# TT Tracer Light



## jackh (Oct 14, 2010)

http://www.retrievertraining.net/forums/showthread.php?72162-Tri-Tronics-Tracer-light

I came across this thread, seems like about half the people that own this light have problems with it. Is it user error/ not understanding how the light works? Are people still having issues and sending their units back to TT? Thanks.


----------



## Glenn Norton (Oct 23, 2011)

Had mine 3 years and works as advertised. No problems.


----------



## DoubleHaul (Jul 22, 2008)

jackh said:


> http://www.retrievertraining.net/forums/showthread.php?72162-Tri-Tronics-Tracer-light
> 
> I came across this thread, seems like about half the people that own this light have problems with it. Is it user error/ not understanding how the light works? Are people still having issues and sending their units back to TT? Thanks.


In my case it is not user error. Could be gremlins but who knows. It doesn't happen often enough to get really worked up about, although it has caused me not to install tracers in any more collars. If I could find the short screws and felt jiggy, I would probably take out the one I did install, since I never use it. But not worth much trouble either way.


----------



## jackh (Oct 14, 2010)

Anyone else?


----------



## The Snows (Jul 19, 2004)

Glenn Norton said:


> Had mine 3 years and works as advertised. No problems.

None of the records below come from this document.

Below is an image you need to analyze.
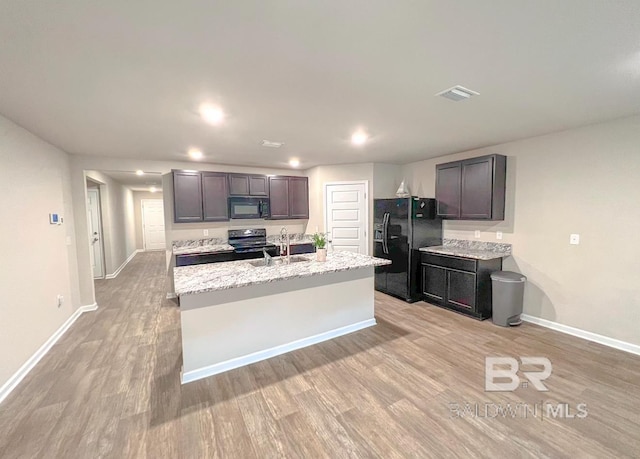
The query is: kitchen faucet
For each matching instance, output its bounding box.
[262,247,272,266]
[280,226,291,263]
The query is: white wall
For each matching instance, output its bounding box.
[85,170,136,275]
[307,163,373,233]
[133,191,162,250]
[0,116,81,387]
[404,116,640,344]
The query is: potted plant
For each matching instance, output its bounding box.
[313,233,327,261]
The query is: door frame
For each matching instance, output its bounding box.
[322,180,371,255]
[85,187,107,279]
[140,198,167,252]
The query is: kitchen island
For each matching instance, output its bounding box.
[174,252,389,383]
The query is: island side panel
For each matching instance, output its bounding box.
[180,267,375,383]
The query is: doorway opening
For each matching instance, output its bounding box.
[87,180,105,279]
[140,199,166,251]
[324,180,369,255]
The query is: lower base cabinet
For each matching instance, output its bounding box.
[420,253,502,320]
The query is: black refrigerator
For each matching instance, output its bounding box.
[373,196,442,302]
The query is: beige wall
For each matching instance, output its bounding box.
[373,163,402,199]
[404,116,640,344]
[85,170,136,276]
[0,116,81,387]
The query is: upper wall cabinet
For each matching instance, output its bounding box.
[229,174,269,196]
[173,171,202,223]
[269,176,309,220]
[202,172,229,222]
[173,170,229,223]
[436,155,507,220]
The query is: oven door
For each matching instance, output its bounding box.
[229,197,268,219]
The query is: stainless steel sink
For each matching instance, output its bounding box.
[248,255,311,268]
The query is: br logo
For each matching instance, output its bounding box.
[484,357,551,392]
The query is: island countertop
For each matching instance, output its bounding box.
[173,252,391,296]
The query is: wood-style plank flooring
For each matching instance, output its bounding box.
[0,253,640,458]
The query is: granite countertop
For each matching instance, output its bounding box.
[267,233,313,245]
[420,239,511,260]
[172,237,233,255]
[173,252,391,296]
[173,244,233,255]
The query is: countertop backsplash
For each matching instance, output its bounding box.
[442,238,511,255]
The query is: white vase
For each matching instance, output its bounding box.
[396,180,411,198]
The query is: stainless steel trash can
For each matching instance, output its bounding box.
[491,271,527,327]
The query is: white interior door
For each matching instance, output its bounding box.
[87,188,104,279]
[142,199,166,250]
[324,182,369,255]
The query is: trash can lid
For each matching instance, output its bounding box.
[491,271,527,282]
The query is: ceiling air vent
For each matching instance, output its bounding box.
[262,140,284,148]
[436,86,480,102]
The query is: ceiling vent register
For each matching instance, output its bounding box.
[436,85,480,102]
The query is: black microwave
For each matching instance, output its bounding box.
[229,197,271,218]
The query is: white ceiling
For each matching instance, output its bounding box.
[0,0,640,168]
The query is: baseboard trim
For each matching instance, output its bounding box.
[104,249,139,279]
[520,314,640,355]
[0,303,98,403]
[181,319,376,384]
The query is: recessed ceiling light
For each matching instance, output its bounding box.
[189,148,204,159]
[200,104,224,124]
[436,85,480,102]
[351,131,369,145]
[262,140,284,148]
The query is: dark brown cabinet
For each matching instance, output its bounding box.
[269,176,309,220]
[421,253,502,319]
[269,177,290,219]
[289,177,309,218]
[436,155,507,220]
[229,174,269,197]
[202,172,229,222]
[173,170,309,223]
[173,171,203,223]
[422,264,447,301]
[436,163,462,218]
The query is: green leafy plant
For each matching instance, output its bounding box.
[313,233,327,249]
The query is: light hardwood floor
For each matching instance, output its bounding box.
[0,253,640,458]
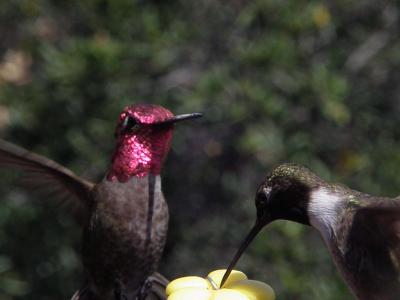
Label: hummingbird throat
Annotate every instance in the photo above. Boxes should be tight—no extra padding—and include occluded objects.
[107,127,173,182]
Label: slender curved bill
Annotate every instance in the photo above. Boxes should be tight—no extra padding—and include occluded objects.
[220,220,265,288]
[153,113,203,125]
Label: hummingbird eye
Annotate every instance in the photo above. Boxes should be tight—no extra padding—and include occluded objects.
[121,116,139,131]
[256,192,268,208]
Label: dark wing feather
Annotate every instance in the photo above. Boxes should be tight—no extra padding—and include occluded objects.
[146,273,169,300]
[0,140,93,218]
[345,198,400,300]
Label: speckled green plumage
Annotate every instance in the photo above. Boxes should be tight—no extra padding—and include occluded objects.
[257,164,400,300]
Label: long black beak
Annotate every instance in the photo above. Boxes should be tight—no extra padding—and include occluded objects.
[154,113,203,125]
[220,219,269,288]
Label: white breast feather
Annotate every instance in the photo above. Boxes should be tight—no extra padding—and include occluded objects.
[308,188,341,241]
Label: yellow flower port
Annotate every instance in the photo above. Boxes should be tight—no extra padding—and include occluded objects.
[166,270,275,300]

Me too! Have got them on three collars (red, white & blue) so I am able to air multiple dogs and know 1) where they are at and 2) who's who since they all wear the same colour collar all the time!


----------



## Red Creek (Feb 27, 2013)

My Pro 100 G3 will activate the tracer light during any/all intensity levels. I simply correct my dog and presto the tracer light comes on. I called Customer Service and they suggested that I remove the tracer light during the day and then reinstall it at night. I kinda chuckled and then realized he was serious. I sent the collar in under warranty and they sent it back stating that this meets the current specifications. I'm kinda disappointed in my new collar and the service department. I still use my old trusty Pro 100xl without any issues and was expecting the same service with this one. Steve at Gun Dog was kind enough to allow me to return it.


----------



## Jim Coggins (Feb 2, 2004)

I have had my tracer lights since I purchased the Pro 500 G3 with two receivers. I have had no problems with them *except* user error. Once or twice I have noticed the light on when I remove the collar from my dog. When the lights were new, I had a learning curve and called TT on the light going on whenever I turned on the collar. I was told that if the transmitter and receiver are very close (like sitting on top of my desk) the light can be activated. Increasing the distance between T and R solved that problem. From then on, no problems. I like the lights but seldom use them.
Jim




jackh said:


> http://www.retrievertraining.net/forums/showthread.php?72162-Tri-Tronics-Tracer-light
> 
> I came across this thread, seems like about half the people that own this light have problems with it. Is it user error/ not understanding how the light works? Are people still having issues and sending their units back to TT? Thanks.


----------



## fuchsr (Aug 10, 2008)

In my case I doubt it highly that it was user error. There isn't really much of anything you can screw up. But when lights randomly go on and off when you give a stimulation, there's something fishy. But even if 50% of users somehow miraculously found a way to use it wrongly, wouldn't that reflect on the product design? 

In any case, I love Tritronics' other product lines but in this case I gave up and went with cheap lights I picked up at Cabelas or some other place.


----------



## jackh (Oct 14, 2010)

fuchsr said:


> In my case I doubt it highly that it was user error. There isn't really much of anything you can screw up. But when lights randomly go on and off when you give a stimulation, there's something fishy. But even if 50% of users somehow miraculously found a way to use it wrongly, wouldn't that reflect on the product design?
> 
> In any case, I love Tritronics' other product lines but in this case I gave up and went with cheap lights I picked up at Cabelas or some other place.


Did you just get little keychain lights to hang on the collar at night? Seems like this may be a more foolproof and much cheaper alternative.


----------



## Joe Dutro (Nov 20, 2007)

Try the Flasher Lights made by Tracker


----------



## The Snows (Jul 19, 2004)

jackh .... sent you a PM.


----------



## jackh (Oct 14, 2010)

What about the SportDog Beacon? Its a Steve's Pick on GDS. Its waterproof and submersible too.


----------



## jackh (Oct 14, 2010)

Got the SportDog Locator Beacon, worth the money so far.


----------



## GulfCoast (Sep 24, 2007)

I have had no issues at all with the TT Tracer light, mine has been in use at least a couple of years.


----------



## Gmmarks (Aug 28, 2012)

heard these were awesome


----------